Enid came and settled on her haunches beside Escalla. The big sphinx folded up her paws and lowered her voice so that only the faerie could hear her. "That undead ranger is unpleasant. I hope the Justicar can find him soon."
"Yeah. Well, we'll get him. Jus just has a little problem with him."
"You mean he's holding back?"
"No. But he's pretty miffed."
"Oh." Enid thoughtfully kneaded the path with her big claws. "I wo
nder where your sister is? She's been remarkably quiet."
"Oh, she's a lady. She won't work unless she has to." Escalla snorted and threw Cinders's spider leg once more. "If I know her, she'll sit there glued to her crystal ball, waiting for my scrying shield to fade."
"She won't come hunting for us here?"
"You don't get as plush as that girl by walking the wilderness and camping under trees. Nah. She'll use magic to look for us. She's probably still back in her cave."
Cinders was wagging his tail more happily. Jus returned and picked the hell hound up, smiling fondly as he dusted the dog's pelt clean of ash and troll. He swept Cinders back into place across his back, then lifted Escalla onto Enid's back, where the faerie could ride comfortably upon her friend.
A distant glimpse of a path far below showed a horrible pack of giant spiders skittering along the roadway. The adventurers kept back from the edges and speeded their pace, passing by doors and side paths as they followed the map for turn after turn, path after path. Finally the Justicar held up his hand as the road led up to another floating door.
Escalla slithered down from Enid's back and peeled off her long gloves. She kept her voice a whisper as she handed her wand and staff to her friends. "Stay here. Henry, turn around! Mama's going natural again!"

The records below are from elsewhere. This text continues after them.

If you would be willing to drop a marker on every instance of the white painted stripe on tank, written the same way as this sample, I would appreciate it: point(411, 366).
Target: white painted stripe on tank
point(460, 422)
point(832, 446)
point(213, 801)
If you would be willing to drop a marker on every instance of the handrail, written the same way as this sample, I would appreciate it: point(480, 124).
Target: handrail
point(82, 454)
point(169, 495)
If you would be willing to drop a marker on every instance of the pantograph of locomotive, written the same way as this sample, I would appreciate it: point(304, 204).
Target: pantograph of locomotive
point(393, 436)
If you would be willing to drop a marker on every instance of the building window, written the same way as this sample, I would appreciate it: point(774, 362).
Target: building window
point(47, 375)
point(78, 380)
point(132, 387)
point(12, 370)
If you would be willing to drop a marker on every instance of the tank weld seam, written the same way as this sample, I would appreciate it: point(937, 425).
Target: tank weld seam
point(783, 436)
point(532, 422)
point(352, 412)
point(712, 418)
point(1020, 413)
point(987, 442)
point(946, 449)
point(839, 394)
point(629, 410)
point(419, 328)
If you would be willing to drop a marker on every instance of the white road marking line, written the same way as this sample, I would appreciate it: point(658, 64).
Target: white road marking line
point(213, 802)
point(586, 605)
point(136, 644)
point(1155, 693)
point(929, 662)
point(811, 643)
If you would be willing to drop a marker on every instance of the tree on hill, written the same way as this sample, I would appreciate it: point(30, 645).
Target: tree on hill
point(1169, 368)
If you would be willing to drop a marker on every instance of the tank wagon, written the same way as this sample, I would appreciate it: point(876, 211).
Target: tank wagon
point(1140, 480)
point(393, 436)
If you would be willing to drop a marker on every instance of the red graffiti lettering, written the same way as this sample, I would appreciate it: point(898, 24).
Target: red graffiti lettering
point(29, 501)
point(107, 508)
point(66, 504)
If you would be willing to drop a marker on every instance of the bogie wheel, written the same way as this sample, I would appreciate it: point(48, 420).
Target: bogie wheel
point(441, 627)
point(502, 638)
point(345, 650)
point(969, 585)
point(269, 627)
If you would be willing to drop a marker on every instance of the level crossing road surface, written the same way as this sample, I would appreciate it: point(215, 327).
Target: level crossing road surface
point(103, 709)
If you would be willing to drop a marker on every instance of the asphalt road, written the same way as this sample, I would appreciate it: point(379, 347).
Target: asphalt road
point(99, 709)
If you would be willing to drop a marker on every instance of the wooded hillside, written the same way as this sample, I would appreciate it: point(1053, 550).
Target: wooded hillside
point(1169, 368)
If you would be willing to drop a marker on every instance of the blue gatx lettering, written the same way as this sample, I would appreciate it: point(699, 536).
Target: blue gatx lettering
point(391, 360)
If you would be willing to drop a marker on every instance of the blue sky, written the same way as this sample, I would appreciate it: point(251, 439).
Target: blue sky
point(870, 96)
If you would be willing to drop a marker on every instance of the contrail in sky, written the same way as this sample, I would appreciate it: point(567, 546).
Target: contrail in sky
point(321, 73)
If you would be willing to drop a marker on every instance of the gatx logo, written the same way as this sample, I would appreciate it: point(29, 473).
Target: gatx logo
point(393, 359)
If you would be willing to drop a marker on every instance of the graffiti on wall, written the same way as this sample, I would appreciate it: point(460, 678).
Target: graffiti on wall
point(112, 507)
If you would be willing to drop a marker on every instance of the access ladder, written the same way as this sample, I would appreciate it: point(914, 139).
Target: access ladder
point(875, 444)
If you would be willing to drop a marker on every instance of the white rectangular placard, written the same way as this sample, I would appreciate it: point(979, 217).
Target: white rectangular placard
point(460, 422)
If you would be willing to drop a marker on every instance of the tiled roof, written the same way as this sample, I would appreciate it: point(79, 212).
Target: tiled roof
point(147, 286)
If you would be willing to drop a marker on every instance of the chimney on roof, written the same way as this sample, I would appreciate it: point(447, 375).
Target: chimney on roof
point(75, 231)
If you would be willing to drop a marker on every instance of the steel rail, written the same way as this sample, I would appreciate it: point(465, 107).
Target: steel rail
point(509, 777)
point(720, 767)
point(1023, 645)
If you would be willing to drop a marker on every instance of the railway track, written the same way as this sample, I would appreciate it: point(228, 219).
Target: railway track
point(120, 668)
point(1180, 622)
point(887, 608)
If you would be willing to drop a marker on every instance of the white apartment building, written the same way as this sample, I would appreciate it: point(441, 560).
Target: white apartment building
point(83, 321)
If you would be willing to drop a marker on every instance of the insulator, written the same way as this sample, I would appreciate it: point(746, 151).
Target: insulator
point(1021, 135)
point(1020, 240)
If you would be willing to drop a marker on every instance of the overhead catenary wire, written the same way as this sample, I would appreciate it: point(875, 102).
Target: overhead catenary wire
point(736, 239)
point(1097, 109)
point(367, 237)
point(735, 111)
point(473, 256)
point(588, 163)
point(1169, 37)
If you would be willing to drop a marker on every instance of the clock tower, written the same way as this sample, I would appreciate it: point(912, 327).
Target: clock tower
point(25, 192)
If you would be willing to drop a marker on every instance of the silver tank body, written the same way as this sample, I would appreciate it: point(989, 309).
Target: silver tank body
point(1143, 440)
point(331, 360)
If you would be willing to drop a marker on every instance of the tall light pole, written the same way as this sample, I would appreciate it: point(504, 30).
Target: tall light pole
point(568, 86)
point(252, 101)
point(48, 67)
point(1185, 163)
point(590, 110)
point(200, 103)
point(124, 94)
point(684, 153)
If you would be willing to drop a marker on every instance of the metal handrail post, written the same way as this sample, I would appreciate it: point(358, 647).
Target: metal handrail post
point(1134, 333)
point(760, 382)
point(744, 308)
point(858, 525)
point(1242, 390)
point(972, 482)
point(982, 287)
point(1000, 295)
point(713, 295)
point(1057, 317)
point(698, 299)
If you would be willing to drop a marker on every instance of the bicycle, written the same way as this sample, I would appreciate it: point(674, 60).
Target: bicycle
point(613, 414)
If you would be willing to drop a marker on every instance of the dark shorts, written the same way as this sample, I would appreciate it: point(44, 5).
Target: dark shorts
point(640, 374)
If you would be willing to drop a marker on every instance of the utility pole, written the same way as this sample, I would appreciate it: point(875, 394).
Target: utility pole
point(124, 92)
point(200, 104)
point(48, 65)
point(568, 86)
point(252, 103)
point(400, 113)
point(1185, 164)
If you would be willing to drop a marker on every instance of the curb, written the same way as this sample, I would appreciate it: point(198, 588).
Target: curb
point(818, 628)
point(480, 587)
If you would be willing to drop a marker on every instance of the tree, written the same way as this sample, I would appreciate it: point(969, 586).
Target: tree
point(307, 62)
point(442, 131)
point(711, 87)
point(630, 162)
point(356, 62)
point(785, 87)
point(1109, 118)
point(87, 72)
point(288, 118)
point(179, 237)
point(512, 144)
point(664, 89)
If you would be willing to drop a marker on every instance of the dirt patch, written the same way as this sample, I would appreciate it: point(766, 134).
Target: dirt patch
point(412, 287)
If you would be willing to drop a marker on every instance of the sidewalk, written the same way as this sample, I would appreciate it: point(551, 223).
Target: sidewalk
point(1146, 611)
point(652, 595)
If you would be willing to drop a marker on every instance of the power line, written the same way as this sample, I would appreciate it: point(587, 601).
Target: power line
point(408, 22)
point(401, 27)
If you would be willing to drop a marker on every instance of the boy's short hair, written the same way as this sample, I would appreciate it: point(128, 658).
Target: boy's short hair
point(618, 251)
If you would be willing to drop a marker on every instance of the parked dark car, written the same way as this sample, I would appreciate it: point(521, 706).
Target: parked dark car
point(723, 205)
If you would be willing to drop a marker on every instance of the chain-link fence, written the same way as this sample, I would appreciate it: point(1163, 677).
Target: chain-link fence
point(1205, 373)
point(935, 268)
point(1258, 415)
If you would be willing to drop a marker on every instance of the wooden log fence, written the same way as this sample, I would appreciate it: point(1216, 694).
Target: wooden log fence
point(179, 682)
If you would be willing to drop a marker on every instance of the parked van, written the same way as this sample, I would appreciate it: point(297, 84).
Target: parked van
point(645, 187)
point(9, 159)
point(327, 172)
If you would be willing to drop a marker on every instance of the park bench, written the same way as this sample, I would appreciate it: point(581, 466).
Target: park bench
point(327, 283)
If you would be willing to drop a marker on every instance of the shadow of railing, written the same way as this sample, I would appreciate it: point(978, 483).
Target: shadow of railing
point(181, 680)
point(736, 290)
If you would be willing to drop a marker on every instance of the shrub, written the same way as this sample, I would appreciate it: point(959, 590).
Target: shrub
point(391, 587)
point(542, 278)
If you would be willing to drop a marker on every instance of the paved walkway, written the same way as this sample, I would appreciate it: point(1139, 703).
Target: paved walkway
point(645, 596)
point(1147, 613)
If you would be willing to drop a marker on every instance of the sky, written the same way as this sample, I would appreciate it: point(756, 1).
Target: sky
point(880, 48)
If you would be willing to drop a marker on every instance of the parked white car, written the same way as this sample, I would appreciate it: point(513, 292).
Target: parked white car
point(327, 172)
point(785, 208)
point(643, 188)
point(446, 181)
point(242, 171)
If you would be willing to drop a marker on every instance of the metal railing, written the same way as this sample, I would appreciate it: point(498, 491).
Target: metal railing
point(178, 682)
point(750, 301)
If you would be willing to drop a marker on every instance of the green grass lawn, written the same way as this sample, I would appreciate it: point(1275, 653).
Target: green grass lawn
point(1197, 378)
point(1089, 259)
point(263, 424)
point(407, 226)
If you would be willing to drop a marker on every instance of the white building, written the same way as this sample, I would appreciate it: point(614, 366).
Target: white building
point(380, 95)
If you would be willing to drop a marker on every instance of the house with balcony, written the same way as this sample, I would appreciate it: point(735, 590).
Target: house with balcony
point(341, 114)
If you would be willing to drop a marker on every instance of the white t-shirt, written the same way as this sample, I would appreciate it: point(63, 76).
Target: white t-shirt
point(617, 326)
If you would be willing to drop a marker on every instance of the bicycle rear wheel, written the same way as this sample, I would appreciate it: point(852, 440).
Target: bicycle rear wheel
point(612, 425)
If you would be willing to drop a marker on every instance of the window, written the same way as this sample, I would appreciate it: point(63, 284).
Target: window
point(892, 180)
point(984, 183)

Henry blushed and turned around. The faerie shucked her fine black mail, tossed it to the Justicar, and changed herself into a flat-worm. She slithered her front portion carefully under the bottom of the door, remained half in and half out of the room for a long, silent minute, then stealthily withdrew. She converted back into her usual form and motioned her friends to gather a few yards away from the door. When she spoke, she spoke in a careful whisper.
"All right. There's four demons in there. Big vulture guys!" The girl scanned carefully, staying quiet and unhurried. "The floor's covered in broken skeletons-all busted up, legs broken and stuff. The demons are in the corners on pillars about a hundred feet high, all facing the center of the room and just sitting there. They must be guarding something!"
"Four demons?" The Justicar kept careful watch on the paths and mist. "Real demons are important. Lolth and Iuz use them to control whole regiments. If there's four demons there, then it's an important room."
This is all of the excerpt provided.